In western floodplains, species adapt to bullfrog, sunfish invaders

A new study of a southwestern Washington floodplain finds that most native species adapt well to the invaders by shifting their food sources and feeding strategies.

The results may hold true for other lowland waterbodies and other native species in response to bullfrogs and sunfish invaders. The findings could also help wildlife managers develop appropriate action plans where these non-natives are established.

“The study shows that native species, at least in this floodplain, can tolerate non-native bullfrogs and sunfish,” said Meredith Holgerson, assistant professor of ecology and evolutionary biology in the College of Agriculture and Life Sciences, and first author of the study, “Freshwater Floodplain Habitats Buffer Native Food Webs from Negative Effects of Non-native Centrarchids and Bullfrogs,” published online March 28 in the journal Freshwater Science.

Diverse habitats — which create places to hide — and plentiful alternate food sources are two main factors that allow native species to coexist with non-native invaders, Holgerson said.

“The good news is that we don’t need to worry about removing these non-native species from floodplains like we do in high elevation systems where bullfrogs and sunfish have adverse effects,” Holgerson said. “If we want to manage something, we should manage for the habitat.”

This could include promoting available food resources and maintaining emergent vegetation along waterbody edges where fish or amphibian larvae can hide, she said.

Both bullfrogs and sunfish have been introduced by people into fresh

waterbodies globally. Bullfrogs, native to the northeastern U.S., were brought to the West Coast for farming for frog legs. Sunfish, also known as centrarchid fishes, including bass, crappie, bluegill and sunfish, were introduced in the West for recreational fishing.

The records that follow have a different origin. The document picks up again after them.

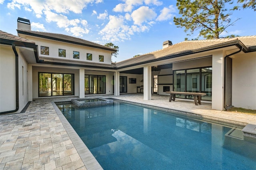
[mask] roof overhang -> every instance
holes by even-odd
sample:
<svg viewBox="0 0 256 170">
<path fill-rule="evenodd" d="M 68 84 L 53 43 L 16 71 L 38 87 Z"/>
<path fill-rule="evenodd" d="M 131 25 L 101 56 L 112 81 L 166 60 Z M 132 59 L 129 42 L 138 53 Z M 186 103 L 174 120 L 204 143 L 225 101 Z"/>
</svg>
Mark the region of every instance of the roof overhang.
<svg viewBox="0 0 256 170">
<path fill-rule="evenodd" d="M 46 38 L 49 40 L 52 40 L 55 41 L 58 41 L 59 42 L 64 42 L 68 43 L 70 43 L 74 44 L 79 45 L 80 45 L 85 46 L 86 47 L 91 47 L 93 48 L 98 48 L 101 49 L 104 49 L 106 50 L 108 50 L 112 51 L 112 53 L 116 52 L 117 49 L 112 49 L 112 48 L 109 48 L 107 47 L 99 47 L 96 45 L 93 45 L 90 44 L 87 44 L 85 43 L 82 43 L 79 42 L 76 42 L 73 41 L 70 41 L 69 40 L 64 40 L 62 39 L 58 38 L 55 37 L 52 37 L 47 36 L 44 36 L 42 35 L 40 35 L 37 34 L 35 34 L 33 32 L 28 32 L 25 31 L 23 31 L 20 30 L 17 30 L 17 32 L 18 34 L 24 34 L 28 36 L 33 36 L 34 37 L 39 37 L 41 38 Z M 103 45 L 102 45 L 103 46 Z"/>
<path fill-rule="evenodd" d="M 236 40 L 229 42 L 226 42 L 216 45 L 210 46 L 204 48 L 196 49 L 193 50 L 181 51 L 180 52 L 172 54 L 170 55 L 166 55 L 153 59 L 146 60 L 142 62 L 139 62 L 131 64 L 124 65 L 122 66 L 118 66 L 118 63 L 116 63 L 116 68 L 117 69 L 120 69 L 132 66 L 138 66 L 138 65 L 143 65 L 150 63 L 166 60 L 173 58 L 176 58 L 184 56 L 186 55 L 198 54 L 200 53 L 215 50 L 216 49 L 220 49 L 231 46 L 234 46 L 234 47 L 235 47 L 235 48 L 237 48 L 238 49 L 240 49 L 241 47 L 242 47 L 242 51 L 244 53 L 248 53 L 250 52 L 253 52 L 254 51 L 256 51 L 256 47 L 254 47 L 254 48 L 252 48 L 251 49 L 250 49 L 250 48 L 247 47 L 240 40 Z"/>
<path fill-rule="evenodd" d="M 9 45 L 14 45 L 16 47 L 20 49 L 20 52 L 29 64 L 38 63 L 39 61 L 37 45 L 4 39 L 0 39 L 0 43 Z"/>
</svg>

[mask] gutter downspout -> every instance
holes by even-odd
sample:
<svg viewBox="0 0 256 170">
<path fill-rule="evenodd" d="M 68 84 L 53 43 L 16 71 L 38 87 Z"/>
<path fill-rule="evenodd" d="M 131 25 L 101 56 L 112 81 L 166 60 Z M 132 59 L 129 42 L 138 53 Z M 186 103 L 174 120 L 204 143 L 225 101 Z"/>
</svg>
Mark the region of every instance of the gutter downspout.
<svg viewBox="0 0 256 170">
<path fill-rule="evenodd" d="M 240 49 L 238 51 L 234 52 L 230 54 L 228 54 L 228 55 L 225 56 L 225 57 L 224 57 L 224 109 L 225 109 L 226 110 L 228 110 L 234 107 L 234 106 L 232 105 L 228 106 L 228 107 L 226 107 L 226 106 L 225 106 L 225 104 L 226 102 L 226 101 L 225 101 L 226 100 L 226 63 L 227 63 L 226 58 L 227 57 L 229 57 L 230 56 L 231 56 L 231 55 L 233 55 L 236 54 L 237 53 L 240 53 L 242 51 L 242 49 L 243 49 L 243 47 L 241 46 L 240 47 Z"/>
<path fill-rule="evenodd" d="M 16 109 L 15 110 L 0 112 L 0 115 L 15 112 L 19 110 L 19 60 L 15 43 L 12 45 L 12 50 L 15 54 L 15 84 L 16 88 Z"/>
</svg>

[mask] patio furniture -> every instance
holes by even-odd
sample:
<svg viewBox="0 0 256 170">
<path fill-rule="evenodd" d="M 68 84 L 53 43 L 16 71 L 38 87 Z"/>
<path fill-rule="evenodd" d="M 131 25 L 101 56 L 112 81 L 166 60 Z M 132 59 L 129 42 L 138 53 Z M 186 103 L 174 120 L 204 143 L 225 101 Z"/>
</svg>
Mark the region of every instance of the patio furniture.
<svg viewBox="0 0 256 170">
<path fill-rule="evenodd" d="M 195 101 L 195 104 L 196 105 L 202 105 L 201 103 L 201 97 L 205 96 L 206 93 L 193 93 L 193 92 L 183 92 L 182 91 L 166 91 L 166 93 L 170 93 L 170 99 L 169 101 L 171 102 L 172 100 L 173 101 L 175 101 L 176 95 L 190 95 L 194 97 L 194 100 Z"/>
</svg>

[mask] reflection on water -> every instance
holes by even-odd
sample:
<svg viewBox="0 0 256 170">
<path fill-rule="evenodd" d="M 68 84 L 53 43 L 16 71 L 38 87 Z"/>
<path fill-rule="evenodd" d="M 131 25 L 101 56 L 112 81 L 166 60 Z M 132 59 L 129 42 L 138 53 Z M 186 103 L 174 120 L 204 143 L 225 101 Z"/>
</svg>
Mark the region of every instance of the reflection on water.
<svg viewBox="0 0 256 170">
<path fill-rule="evenodd" d="M 59 108 L 104 169 L 256 167 L 256 140 L 235 128 L 123 103 L 70 106 Z"/>
</svg>

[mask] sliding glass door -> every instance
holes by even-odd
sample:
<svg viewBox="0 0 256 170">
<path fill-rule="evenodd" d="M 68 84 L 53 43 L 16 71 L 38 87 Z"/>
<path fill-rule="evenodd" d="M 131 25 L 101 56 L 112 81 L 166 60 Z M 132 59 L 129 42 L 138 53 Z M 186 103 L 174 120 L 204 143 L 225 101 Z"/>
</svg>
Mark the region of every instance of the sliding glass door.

In the study, the researchers investigated how native and non-native species coexist by analyzing what the different species ate and whether they competed for the same resources. Ideally, a perfect study design would have compared waterbodies that had only bullfrogs and natives; only sunfish and natives; both invaders together and natives; and water bodies without either invader.

“Unfortunately, in an invaded landscape, you often get both bullfrogs and sunfish together,” Holgerson said.

In water bodies with and without non-natives, the scientists took tissue samples from a range of predators and prey, and measured their carbon and nitrogen stable isotopes, which occur naturally in the landscape. The isotopic signatures for carbon (ratios of carbon-12 and carbon-13) in a consumer’s tissue can be traced to different food sources to understand what it is eating.

Similarly, isotopic signatures for nitrogen (ratios of nitrogen-14 and nitrogen-15) reveal an organism’s place within the food chain. Organisms that are higher on the food chain retain more of the heavier nitrogen-15 than of nitrogen-14, Holgerson said.

Overall, the ecologists found that two species of native salamander larvae and native three-spine stickleback fish fed a little lower on the food web and shifted food resources in the presence of bullfrogs and sunfish. The data suggest that stickleback — known to have flexible diets — ate more open-water zooplankton and less bottom-dwelling invertebrates (crustaceans, worms and aquatic insects) when competing with sunfish for food.

The isotopic data suggest that salamander larvae shifted from open water to hiding more at pond edges, where they ate more bottom-dwelling invertebrates.

Frogs were less affected by nonnative introductions. As frog larvae are herbivorous, the data suggest that the algae they ate was plentiful enough to limit competition between nonnative bullfrog and native frog larvae.

“By shifting their feeding strategies, native species may be able to coexist with these non-natives, as opposed to undergoing population declines,” Holgerson said.